For this reason, Coors’ seeming imagery involves pristine rural settings which mirror an idyllic prior, or Dodge uses idealized working-class men in their big rig ads. But the peculiarity of “invented” traditions is that their continuity is mainly fictitious. They can be representations from a current view and may have very little to do with the periods, anybody, or cultural norms they claim to represent. The problem with brands that follow this particular model is that the representation can quickly become trite or simply unique. They become easy targets for any cynical population with a potent tool, namely social networking, for attacking the images and messages as toned, unrealistic, or opportunistic.

Whenever establishing a sense of authenticity may be the goal of a brand, how can you go about doing it?
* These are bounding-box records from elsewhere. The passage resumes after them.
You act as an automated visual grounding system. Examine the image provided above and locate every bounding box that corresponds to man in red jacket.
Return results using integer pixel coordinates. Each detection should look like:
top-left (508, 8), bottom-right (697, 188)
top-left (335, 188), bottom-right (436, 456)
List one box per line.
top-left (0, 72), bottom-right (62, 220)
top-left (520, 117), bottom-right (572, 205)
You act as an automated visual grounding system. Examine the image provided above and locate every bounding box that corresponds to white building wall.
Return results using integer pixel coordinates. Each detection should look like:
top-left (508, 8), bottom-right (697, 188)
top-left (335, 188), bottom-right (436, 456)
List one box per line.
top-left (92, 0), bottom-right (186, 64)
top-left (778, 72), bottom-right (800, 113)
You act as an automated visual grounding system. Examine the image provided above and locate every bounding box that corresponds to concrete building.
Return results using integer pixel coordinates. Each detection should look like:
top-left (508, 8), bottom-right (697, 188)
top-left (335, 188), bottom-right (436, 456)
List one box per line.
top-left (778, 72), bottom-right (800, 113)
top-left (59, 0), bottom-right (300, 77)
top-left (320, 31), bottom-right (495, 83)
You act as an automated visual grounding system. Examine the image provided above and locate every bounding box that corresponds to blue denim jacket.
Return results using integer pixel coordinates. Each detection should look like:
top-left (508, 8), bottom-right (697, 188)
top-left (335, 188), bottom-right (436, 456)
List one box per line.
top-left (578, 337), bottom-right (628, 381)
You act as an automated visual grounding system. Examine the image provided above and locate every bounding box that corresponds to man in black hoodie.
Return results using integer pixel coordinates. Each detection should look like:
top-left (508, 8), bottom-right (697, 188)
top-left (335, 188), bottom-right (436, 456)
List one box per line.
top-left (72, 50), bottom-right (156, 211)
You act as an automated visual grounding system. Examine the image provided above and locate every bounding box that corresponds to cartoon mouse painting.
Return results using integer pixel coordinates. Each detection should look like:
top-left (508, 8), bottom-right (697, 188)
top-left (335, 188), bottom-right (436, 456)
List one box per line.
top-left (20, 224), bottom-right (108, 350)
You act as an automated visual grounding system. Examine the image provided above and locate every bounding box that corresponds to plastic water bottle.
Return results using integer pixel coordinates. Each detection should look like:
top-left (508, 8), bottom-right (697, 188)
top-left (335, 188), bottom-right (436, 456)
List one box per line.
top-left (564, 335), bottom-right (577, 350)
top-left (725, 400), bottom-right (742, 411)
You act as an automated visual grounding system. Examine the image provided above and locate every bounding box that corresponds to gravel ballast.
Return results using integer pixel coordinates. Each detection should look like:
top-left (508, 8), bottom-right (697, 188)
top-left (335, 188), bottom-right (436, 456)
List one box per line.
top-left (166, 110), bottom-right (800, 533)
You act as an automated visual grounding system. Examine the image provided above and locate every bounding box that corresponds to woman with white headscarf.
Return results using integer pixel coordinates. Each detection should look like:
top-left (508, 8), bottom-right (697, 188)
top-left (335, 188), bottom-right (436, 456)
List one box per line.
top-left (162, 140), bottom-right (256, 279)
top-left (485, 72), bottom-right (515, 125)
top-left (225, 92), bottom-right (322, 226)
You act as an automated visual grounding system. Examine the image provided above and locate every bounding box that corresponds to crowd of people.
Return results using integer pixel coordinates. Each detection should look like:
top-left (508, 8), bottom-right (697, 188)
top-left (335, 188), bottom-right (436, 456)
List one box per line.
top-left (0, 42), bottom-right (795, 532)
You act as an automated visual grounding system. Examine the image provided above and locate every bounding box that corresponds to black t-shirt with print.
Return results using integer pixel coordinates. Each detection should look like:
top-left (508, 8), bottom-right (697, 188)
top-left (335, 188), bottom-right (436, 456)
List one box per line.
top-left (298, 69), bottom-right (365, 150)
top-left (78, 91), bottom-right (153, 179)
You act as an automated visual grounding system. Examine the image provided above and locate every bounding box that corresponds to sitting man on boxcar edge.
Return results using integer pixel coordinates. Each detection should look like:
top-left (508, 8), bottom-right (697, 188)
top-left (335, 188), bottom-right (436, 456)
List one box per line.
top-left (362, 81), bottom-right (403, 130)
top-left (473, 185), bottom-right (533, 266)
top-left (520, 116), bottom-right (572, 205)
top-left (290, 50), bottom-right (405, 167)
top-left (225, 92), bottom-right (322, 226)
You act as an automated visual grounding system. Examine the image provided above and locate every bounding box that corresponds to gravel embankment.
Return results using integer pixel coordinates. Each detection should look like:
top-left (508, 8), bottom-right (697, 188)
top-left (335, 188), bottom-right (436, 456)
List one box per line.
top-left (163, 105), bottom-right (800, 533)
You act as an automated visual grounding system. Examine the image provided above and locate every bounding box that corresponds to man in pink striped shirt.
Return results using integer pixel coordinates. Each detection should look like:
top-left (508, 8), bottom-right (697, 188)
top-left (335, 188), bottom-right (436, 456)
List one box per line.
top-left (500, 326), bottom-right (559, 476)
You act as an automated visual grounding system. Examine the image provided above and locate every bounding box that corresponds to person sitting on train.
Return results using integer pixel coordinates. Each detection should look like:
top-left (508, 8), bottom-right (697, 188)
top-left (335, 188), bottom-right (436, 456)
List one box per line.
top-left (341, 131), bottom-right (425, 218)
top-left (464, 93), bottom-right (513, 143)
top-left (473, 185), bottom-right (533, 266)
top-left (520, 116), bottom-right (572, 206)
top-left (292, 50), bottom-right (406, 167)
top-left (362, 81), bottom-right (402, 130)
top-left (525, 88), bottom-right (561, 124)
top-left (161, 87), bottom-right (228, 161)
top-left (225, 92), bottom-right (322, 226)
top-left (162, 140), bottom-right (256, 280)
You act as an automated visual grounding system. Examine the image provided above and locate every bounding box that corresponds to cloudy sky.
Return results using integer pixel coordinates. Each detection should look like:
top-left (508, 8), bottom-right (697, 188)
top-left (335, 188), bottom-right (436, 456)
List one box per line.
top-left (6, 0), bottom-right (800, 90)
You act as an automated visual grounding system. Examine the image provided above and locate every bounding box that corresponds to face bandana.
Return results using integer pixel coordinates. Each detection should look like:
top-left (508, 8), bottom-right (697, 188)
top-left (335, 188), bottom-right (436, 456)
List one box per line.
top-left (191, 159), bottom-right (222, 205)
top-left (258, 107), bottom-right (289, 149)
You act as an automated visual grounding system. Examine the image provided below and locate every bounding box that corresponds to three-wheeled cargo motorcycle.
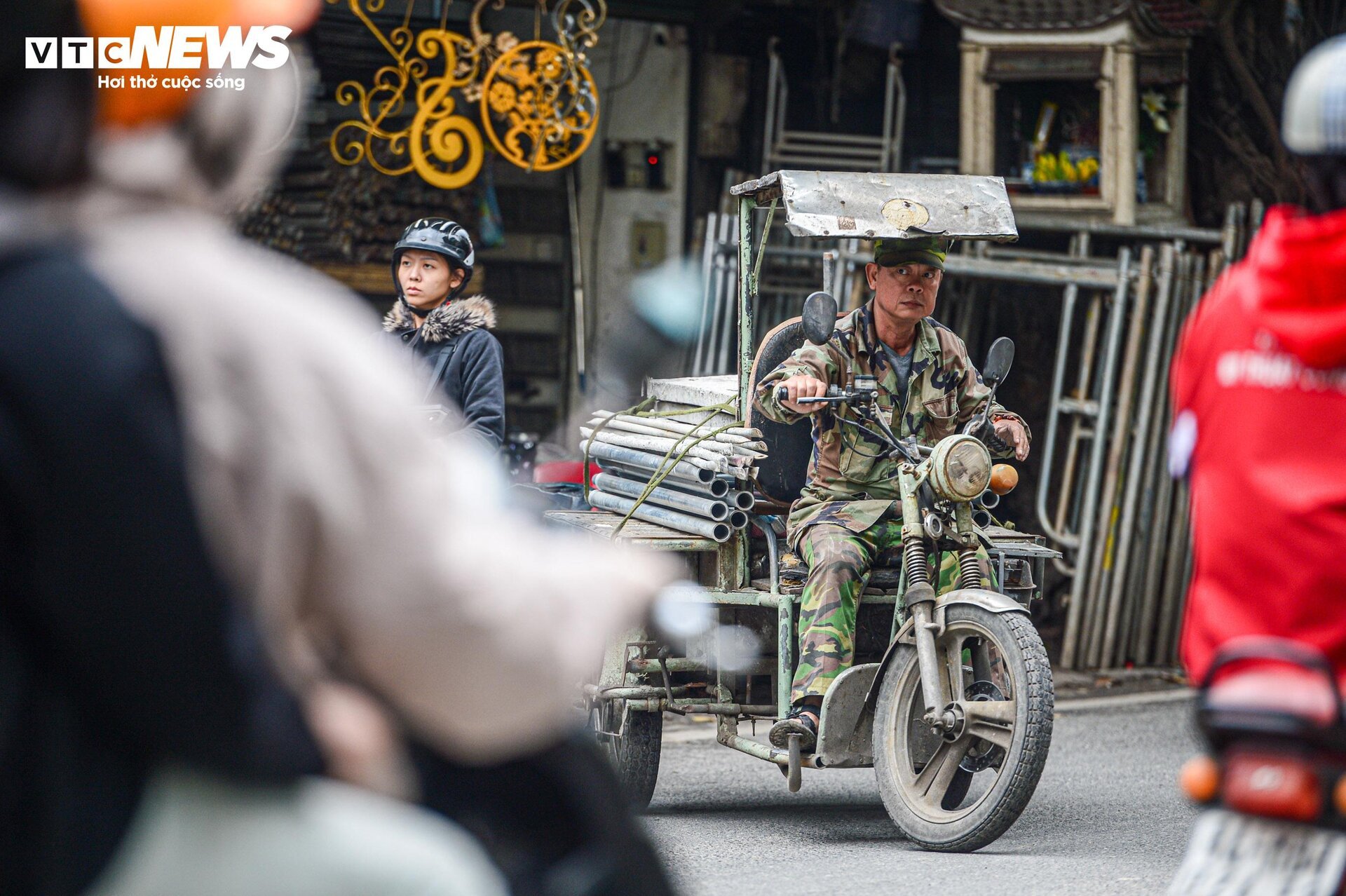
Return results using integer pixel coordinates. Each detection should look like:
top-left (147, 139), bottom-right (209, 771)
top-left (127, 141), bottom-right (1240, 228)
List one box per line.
top-left (549, 171), bottom-right (1059, 852)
You start by uncovering a set of consistent and shared values, a passion for a larger social sense of meaning through drawing the people making up the actual consumers of these shared attitudes into the organization’s daily life. You

don’t just pitch the brand name; you embrace it within the truest sense of the phrase. Sam Adams is a marvelous example of a company carrying this out. The brand taps into which sense of shared meaning with its customers by residing the ideals they symbolize and displaying the regularity between experience and information through its advertising and organization practices. A good brand is within an extension of the target audience, far from a logo, a found phrase, or a mission affirmation. The audience and the manufacturer become inseparable.
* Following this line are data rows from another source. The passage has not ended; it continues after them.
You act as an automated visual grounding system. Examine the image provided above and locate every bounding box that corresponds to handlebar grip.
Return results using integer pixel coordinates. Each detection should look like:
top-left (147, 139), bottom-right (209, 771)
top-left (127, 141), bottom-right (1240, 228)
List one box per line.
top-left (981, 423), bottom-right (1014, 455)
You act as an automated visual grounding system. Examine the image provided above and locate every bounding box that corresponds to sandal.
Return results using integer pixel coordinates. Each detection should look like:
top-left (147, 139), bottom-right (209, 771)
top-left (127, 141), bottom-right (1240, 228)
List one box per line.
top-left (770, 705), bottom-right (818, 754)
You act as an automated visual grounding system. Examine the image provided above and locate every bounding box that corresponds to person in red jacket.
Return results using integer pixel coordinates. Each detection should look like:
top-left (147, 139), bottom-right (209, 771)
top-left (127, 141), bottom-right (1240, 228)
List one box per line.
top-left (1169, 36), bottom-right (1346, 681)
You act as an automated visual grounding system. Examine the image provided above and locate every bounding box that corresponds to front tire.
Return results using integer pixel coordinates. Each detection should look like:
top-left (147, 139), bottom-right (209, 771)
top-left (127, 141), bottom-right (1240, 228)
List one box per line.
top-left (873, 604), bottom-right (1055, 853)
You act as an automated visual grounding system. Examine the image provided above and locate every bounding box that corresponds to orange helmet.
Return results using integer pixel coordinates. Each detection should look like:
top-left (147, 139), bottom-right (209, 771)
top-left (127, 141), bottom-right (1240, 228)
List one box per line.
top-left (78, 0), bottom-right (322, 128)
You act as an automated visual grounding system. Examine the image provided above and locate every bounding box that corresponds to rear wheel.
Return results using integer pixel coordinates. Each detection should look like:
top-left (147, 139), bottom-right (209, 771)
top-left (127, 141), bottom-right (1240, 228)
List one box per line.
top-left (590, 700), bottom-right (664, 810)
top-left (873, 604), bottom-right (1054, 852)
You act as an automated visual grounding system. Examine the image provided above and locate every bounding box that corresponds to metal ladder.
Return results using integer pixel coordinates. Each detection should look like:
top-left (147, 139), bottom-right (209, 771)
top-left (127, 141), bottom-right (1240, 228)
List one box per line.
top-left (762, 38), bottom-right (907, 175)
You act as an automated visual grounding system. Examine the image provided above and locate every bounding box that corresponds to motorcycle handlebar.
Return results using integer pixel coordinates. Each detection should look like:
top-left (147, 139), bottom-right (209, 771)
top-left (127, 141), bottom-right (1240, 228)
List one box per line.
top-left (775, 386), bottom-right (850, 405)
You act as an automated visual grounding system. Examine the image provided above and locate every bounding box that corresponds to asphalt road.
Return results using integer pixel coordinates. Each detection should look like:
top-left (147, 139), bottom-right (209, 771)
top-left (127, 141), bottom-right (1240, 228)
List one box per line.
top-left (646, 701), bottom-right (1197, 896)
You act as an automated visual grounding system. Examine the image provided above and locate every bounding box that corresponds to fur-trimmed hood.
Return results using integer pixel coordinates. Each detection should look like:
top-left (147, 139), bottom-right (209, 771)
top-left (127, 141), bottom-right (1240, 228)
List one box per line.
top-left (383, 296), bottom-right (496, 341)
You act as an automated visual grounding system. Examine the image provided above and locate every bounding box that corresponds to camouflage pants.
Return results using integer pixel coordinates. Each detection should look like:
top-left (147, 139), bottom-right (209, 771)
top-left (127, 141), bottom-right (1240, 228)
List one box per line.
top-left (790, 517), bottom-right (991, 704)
The brand’s reliability, in Sam Adams’s case, is not a set of traditions from the standard sense. They chat, of course, about the product plus the flavor, but they reach above that to explain the story behind the beer. They humanize and historicize the company and its particular people, turning beer into a way of life rather than an object. Promoting becomes less about promoting a product than it does concerning ongoing engagement between the men and women buying the products and the makers themselves. Rather than simply transactional engagement, the consumer, the company, and the brand become a section of a shared interaction. Throughout breaking down the Us/Other connection, the company becomes a member of the populace rather than an external force using whom people interact merely at the cash register.
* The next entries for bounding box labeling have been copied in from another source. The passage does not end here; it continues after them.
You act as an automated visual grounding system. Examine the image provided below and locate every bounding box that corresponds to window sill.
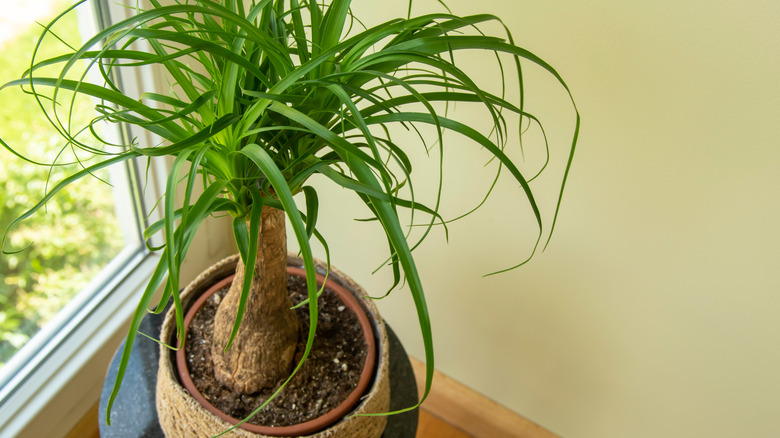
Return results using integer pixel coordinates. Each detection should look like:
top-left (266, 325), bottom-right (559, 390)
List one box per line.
top-left (0, 252), bottom-right (159, 437)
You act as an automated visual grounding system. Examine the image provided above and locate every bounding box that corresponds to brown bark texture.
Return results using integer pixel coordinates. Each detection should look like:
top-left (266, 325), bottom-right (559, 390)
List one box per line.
top-left (212, 206), bottom-right (300, 394)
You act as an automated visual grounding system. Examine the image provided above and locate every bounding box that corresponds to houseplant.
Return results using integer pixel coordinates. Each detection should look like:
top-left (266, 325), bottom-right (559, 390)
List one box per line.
top-left (2, 0), bottom-right (579, 434)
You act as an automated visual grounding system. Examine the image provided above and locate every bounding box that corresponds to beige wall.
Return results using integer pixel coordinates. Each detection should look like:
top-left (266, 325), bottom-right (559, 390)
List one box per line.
top-left (286, 0), bottom-right (780, 438)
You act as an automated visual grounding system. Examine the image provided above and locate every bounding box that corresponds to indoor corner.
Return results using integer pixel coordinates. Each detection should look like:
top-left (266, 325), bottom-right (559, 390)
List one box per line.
top-left (0, 0), bottom-right (780, 438)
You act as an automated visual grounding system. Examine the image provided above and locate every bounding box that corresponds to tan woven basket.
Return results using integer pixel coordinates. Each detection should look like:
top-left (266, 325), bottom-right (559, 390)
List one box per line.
top-left (157, 255), bottom-right (390, 438)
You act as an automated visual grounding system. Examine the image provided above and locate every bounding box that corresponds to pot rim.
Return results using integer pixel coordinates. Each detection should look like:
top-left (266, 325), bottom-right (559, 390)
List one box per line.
top-left (176, 266), bottom-right (377, 437)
Conversely, examine Michelob’s attempt to establish an identical sense of authenticity. Typically the marketing campaign revolved around making messaging very similar to that currently produced by Sam Adams. Attempts were made to connect the brand and the ingredients’ quality. The brewers are generally highlighted, as is the history of the trademark. However, Michelob spends almost all of its time talking about Michelob rather than establishing a sense of contributed experiences and history amongst the brand, its people, plus the larger beer culture. The actual

authenticity the brand strives to symbolize appears cynical because the information becomes a facade, a cover-up. The reality is that Michelob can make some genuinely terrific ales and has a long history that it can draw. The problem is that its attempt to establish a correct sense of authenticity prevents short of building a shared power between the brand and the shopper/consumer population.

The takeaway is easy. Authenticity does not stem from borrowing imagery or communications that exemplify an ideal condition. It does not stem from offering your experience, age, high quality, or benefits. Tapping into a feeling of authenticity and making it stay comes from a brand being able to turn out to be an integrated part of the lives associated with its consumers in a suffered, shared way.